Could This Be the Solution to Homelessness We So Desperately Need? l pods instead of shelters.

Dec 3, 2017 by

Photo Credit: Framlab /Mashable

Winter is a brutal time for the homeless of America’s cities, who frequently take refuge from the cold in underground metro stations or overcrowded shelters; that is, if they’re allotted space. Experts agree that the best solution to the growing homeless crisis is to simply help the homeless find homes. Some states have already initiated programs to construct housing for homeless individuals. As Mother Jones reports, “in the past nine years, Utah has decreased the number of homeless by 72 percent—largely by finding and building apartments where they can live, permanently, with no strings attached.”

But where to build an entirely new residence for those without homes in a city like New York, where so much of the land has been privatized?

Homelessness has grown to a point of crisis in cities like Los Angeles (where the number rose 23% to 58,000 people in 2016) and New York City (which saw a 39 percent increase in homelessness over 2016), largely due to rising rent costs. It’s nearly impossible to go anywhere in New York without passing by a makeshift cardboard shelter or shopping cart piled high with rags. According to New York’s Coalition for the Homeless, there were at least 62,000 homeless people sleeping in New York shelters each night in September 2017, plus many more on the streets. The shelters themselves are overcrowded and rife with danger, especially for women and trans people.

One possible housing solution? Rows of detachable scaffolding lined with dozens of honeycomb-like pods that could be attached to existing city buildings. Homed, a proposal from Norwegian architect Andreas Tjeldflaat, would construct “suspended micro-neighborhoods for the city’s least fortunate,” the firm said.

If the proposal were accepted by the city, it could provide a vertical “homeless shelter with dignity.”

Photo credit: Framlab

“Albeit limited in size,” Tjeldflaat’s proposal writes, “the unit nevertheless offers a space dedicated for single-occupancy. This is a response to a host of factors which the typical shelter spaces are unable to provide, many of which are crucial for acceptable qualities of life: privacy, safety, individuality, self-esteem, among others.”

Photo credit: Framlab

As Mashable describes, the pods can even display billboards to help landlords bring in extra advertising revenue:

“Each Homed unit is designed to provide year-round housing that can handle New York’s changing climate — from harsh cold to simmering heat. The exterior of each pod is made up of oxidized aluminum cladding. The pod’s front face is made up of PMMA Smart Glass, which could allow digital content to be presented to passersby — whether this be artwork, public information or commercial content…Each minimal unit has a floor-to-ceiling window wall, and the layout can be tailored to the needs of residents…you can pick from different furniture, storage and lighting presets.”

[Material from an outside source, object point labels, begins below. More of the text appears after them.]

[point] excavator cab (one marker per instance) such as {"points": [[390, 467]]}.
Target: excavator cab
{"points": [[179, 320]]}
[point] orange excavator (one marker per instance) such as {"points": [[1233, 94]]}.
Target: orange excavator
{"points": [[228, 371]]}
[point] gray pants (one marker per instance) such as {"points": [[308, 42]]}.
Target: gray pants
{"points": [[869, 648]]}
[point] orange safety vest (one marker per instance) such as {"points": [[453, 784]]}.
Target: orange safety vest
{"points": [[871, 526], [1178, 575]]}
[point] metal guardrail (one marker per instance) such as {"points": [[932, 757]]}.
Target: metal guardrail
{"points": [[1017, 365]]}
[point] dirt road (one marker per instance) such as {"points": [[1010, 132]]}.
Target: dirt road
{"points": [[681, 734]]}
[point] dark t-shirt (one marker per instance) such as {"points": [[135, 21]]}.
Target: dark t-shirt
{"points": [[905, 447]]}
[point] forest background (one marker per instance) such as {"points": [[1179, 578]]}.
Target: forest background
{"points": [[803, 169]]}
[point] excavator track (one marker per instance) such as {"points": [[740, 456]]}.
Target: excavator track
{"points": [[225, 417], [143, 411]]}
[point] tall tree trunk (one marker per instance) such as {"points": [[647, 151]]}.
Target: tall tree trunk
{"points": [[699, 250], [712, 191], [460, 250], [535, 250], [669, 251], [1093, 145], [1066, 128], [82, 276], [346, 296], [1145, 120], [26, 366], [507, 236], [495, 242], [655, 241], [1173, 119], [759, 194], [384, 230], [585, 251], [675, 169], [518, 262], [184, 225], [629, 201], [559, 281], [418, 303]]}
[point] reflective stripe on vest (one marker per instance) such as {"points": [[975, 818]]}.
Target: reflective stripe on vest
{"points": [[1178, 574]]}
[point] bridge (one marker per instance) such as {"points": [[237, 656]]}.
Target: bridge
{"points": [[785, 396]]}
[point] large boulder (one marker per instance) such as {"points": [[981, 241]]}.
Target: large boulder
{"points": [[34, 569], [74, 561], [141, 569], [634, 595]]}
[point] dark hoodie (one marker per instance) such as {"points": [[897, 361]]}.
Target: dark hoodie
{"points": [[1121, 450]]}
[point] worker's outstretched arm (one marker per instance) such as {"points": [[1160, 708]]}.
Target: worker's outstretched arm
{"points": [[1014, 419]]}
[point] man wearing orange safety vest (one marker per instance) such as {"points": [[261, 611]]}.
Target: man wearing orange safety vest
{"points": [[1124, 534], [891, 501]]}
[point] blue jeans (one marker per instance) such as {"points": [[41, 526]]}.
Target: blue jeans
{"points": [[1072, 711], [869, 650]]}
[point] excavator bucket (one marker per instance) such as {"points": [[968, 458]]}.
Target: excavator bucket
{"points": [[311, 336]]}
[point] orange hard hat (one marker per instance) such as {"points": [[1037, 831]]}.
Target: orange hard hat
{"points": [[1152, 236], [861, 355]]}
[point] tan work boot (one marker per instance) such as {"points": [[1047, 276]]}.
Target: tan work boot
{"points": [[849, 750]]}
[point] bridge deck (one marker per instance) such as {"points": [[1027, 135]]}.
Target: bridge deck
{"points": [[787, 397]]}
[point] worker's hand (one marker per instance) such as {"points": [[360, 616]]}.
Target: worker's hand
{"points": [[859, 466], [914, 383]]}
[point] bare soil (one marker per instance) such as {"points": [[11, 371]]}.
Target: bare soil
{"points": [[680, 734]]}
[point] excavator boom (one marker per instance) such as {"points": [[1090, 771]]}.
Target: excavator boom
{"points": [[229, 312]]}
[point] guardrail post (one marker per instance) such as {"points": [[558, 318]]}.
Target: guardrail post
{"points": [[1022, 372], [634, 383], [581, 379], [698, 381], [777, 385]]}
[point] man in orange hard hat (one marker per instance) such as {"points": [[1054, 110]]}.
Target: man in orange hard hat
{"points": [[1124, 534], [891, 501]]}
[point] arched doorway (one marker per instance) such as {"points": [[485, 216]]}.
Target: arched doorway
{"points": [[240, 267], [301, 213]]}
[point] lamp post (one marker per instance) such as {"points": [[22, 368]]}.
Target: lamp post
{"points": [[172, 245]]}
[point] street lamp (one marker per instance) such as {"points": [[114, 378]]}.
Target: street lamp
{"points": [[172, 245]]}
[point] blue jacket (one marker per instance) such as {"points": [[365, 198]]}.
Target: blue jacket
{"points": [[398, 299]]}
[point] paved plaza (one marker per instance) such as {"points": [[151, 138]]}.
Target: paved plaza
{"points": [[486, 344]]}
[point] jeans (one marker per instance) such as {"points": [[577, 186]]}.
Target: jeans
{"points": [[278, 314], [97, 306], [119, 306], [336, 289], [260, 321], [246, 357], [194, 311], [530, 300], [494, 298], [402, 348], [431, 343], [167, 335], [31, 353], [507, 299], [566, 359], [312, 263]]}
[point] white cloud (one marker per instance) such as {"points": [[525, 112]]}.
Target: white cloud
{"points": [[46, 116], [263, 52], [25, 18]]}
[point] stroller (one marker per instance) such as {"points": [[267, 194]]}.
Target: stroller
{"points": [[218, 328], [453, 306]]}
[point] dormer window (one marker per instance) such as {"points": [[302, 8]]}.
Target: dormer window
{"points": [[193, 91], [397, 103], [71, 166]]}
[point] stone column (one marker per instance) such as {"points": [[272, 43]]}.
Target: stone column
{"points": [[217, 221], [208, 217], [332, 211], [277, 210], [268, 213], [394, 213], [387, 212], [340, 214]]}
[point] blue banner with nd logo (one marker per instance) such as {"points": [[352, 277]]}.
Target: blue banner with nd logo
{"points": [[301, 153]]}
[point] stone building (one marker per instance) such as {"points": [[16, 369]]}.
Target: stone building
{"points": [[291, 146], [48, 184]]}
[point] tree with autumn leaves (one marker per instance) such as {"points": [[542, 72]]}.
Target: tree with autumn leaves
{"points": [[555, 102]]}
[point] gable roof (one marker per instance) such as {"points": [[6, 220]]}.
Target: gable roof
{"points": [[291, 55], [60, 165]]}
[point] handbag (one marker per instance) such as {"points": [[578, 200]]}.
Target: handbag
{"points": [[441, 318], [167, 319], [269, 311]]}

The project could potentially be highly cost-effective in the long run, considering the inordinate yearly costs of policing and medical treatment for the homeless. Homed is certainly not the first innovative solution incorporating design, city planning and 3D printing to find equitable housing for those without it. Architects have proposed such ideas—like turning shipping containers into trailer-like shelters— for years. But with hundreds more homeless people sleeping in New York City’s already crowded streets each year, it’s more urgent than ever that the city find creative solutions that work. And an idea that allows building owners to turn a profit sounds like a plan New York can get behind.